The reasoning of the Court has offered the opportunity to reflect on some matters which emerged from the sensitive comparison with Holocaust denial, namely: first, the need to balance the freedom of the expression with the risk of compromising the public order, as well as, the sense of identity of individuals and communities, which gave an interesting point of view about protection of minorities’ rights and its link with the prevention of public disorder; second, the importance of considering both time and the historical factors when evaluating whether, in accordance with the spirit of universal protection of human rights, a duty the States to criminalise mass atrocities denial does exist.


[1] Perincek v. Swizterland (GC) ( ECtHR, 15 October 2015) § 100 – 102.

[2] The G.C. dealt with the position of the Court regarding the “Historical debates” from para. 213 to para. 220 of the judgment.

[3] This is particularly in view of the Swiss National Council’s 2003 motion recognising the 1915 events as genocide..

[4]Perincek v. Swizterland (GC) ( ECtHR, 15 October 2015), § 148 – 154.

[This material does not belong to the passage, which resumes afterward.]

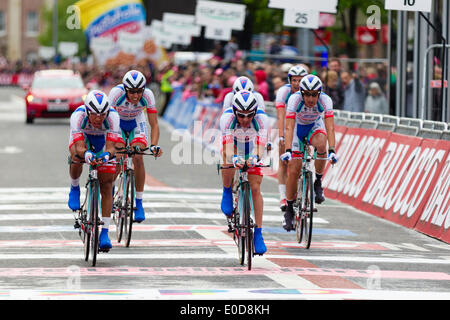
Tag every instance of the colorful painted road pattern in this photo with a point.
(183, 251)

[5] Although the applicant’s statements did not aim to direct the accusation of the Armenian genocide “as international lie” towards the victims, his definition of Armenians as “instruments of the imperialism” could be seen as affecting the dignity of the Armenians, therefore justifying interference with his right to freedom of expression.

[6] In determining whether the decisions of the authorities were compatible with the Convention, the margin of appreciation of the national Courts in their jurisdictions must be evaluated case by case

[7] In addition, in terms of the possible remedies that could have been adopted to interfere with the right to freedom of expression (e.g. the civil remedies) within the marginal of appreciation of the Swiss authorities, the criminal conviction certainly appears to be the most serious form of interference and that has resulted in the lack of proportionality.

[8] Paras 209 – 220.

[9]  See X. v. The Federal Republic of Germany, no. 9235/1981, Commission decision of 16 july 1982, Decision and reports (DR) 29, p. 194; Marais v. France, no. 31159/96, Commission decision of 24 june1996, DR 86- B, p. 184; Witzsch v. Germany app. No. 41448/98 (ECtHR 20 April 1999), Gollnisch v. France app.no. 48135/08 (ECtHR 7 June 2011).

[10] The situation might have been different judged in a country where the hostility between the communities could have provoked hatred towards the Armenians or could have otherwise impacted the protection of the rights of the minority.

[11] About the likelihood that controversial remarks about historical facts could bring back memories of past suffering see among others Editions Plon v. France, app. No. 58148/2000 (ECtHR 2004 – IV) and Hachette Filipacchi Associes v. France, app. no. 7111/01 (ECtHR 14 June 2007).

[12]  CCPR/C/GC/34, 102nd session of the UN Human Rights Committee.

[13] The judgment also has a Joint dissenting opinion of Judges Spielmann, Casadevall, Berro, De Gaetano, Sicilianos, Silvis and Kuris and an Additional dissenting opinion of Judge Silvis, joined by Casadevall, Berro and Kuris.

[14] Then, to support this affirmation, he added that “to seek to vindicate the rights of victims of mass atrocities regardless of the place where they took place is consonant with the spirit of the universal protection of human rights and wholly sufficient to justify legislation of this kind” in Judge Nussberger, separate opinion, in Perincek v. Swizterland (GC) ( ECtHR, 15 October 2015), recalls at S.A.S. v. France (GC) (ECtHR 2014), § 153.